Under this plan, Democrats have won every election in every district over the last ten years. (In the 1990s, in contrast, Republicans captured up to two seats.) Democrats retained all ten of their seats in 2010 despite the national Republican wave. Massachusetts is, by a substantial margin, the largest state in the country with a unanimous Congressional delegation.

Since we are now in the middle of redistricting season, I recently drafted a new Massachusetts map for the next decade (during which the state will have nine districts). My effort was part of the DrawCongress.org project led by Columbia Law School professor Nate Persily. The project aims to create a repository of nonpartisan Congressional district maps for every state in the country. These maps will be available as a reference for the line-drawers themselves, for litigants, for the media, and for the general public.

The map that I drew achieved perfect population equality. Every district either had the ideal population (727,514) or was just one voter off. More importantly, and unlike the state's current map, my plan paid heed to the distinct regions and communities that make up Massachusetts. I placed the city of Boston in a single district. I removed the finger that formerly stretched from Bristol County into Boston's inner suburbs. The Loch Ness Monster is no more. Specifically, the identities of the nine districts that I drew are as follows:

District 1: Western Massachusetts (Berkshire, Hampshire, and Hampden Counties)
District 2: Central Massachusetts (Worcester and Franklin Counties)
District 3: Outer Boston suburbs (mostly Middlesex County)
District 4: Northwest Boston suburbs (mostly Middlesex County)
District 5: North Shore (Essex County)
District 6: Southwest Boston suburbs (mostly Norfolk County)
District 7: Southern Massachusetts (Bristol County)
District 8: South Shore and Cape Cod (Barnstable, Dukes, Nantucket, and Plymouth Counties)
District 9: Boston (Suffolk County)

These districts are also substantially more compact than the current ones, scoring about 50 percent higher on two common compactness tests.

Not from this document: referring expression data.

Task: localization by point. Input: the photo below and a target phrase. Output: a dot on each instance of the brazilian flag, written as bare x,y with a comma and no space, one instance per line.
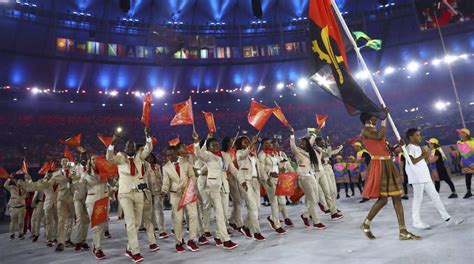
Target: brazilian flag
329,67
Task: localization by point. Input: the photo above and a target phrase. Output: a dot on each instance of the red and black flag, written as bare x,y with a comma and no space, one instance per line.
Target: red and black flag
329,65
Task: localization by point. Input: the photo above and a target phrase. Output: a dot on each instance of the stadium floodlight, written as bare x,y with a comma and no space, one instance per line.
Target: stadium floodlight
159,93
389,70
280,86
413,66
303,83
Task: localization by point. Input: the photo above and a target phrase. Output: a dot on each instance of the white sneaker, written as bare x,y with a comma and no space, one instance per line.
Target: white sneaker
452,221
420,225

One district (District 9) continues to be a minority-influence district, with a combined minority population of greater than 40 percent. And I made non-trivial divisions of only three counties (compared to nine in the current plan), though minor county splits were necessary in four more cases to achieve perfect population equality.

Of course, my plan may have certain political drawbacks. If Boston is kept in a single district, for example, it becomes impossible to use its heavily Democratic voters to shore up other nearby districts. Similarly, if the current Tenth District is reshaped to include more of Plymouth County and fewer of Boston's immediate suburbs, it may turn into a bona fide swing district (a development its representative would not welcome). I also drafted my plan without taking into account the locations of incumbents' homes; as a result, some of them may have been (unintentionally) drawn out of their districts.

These consequences, though, are not necessarily undesirable. The point of redistricting is not to create the best possible map for a particular party or a specific set of incumbents. It is to ensure fair and effective representation for all of a state's voters. So it is a feature, not a bug, that my plan's districts are more equal in population, more compact, and more respectful of geographic communities--but also more unpredictable in their political implications.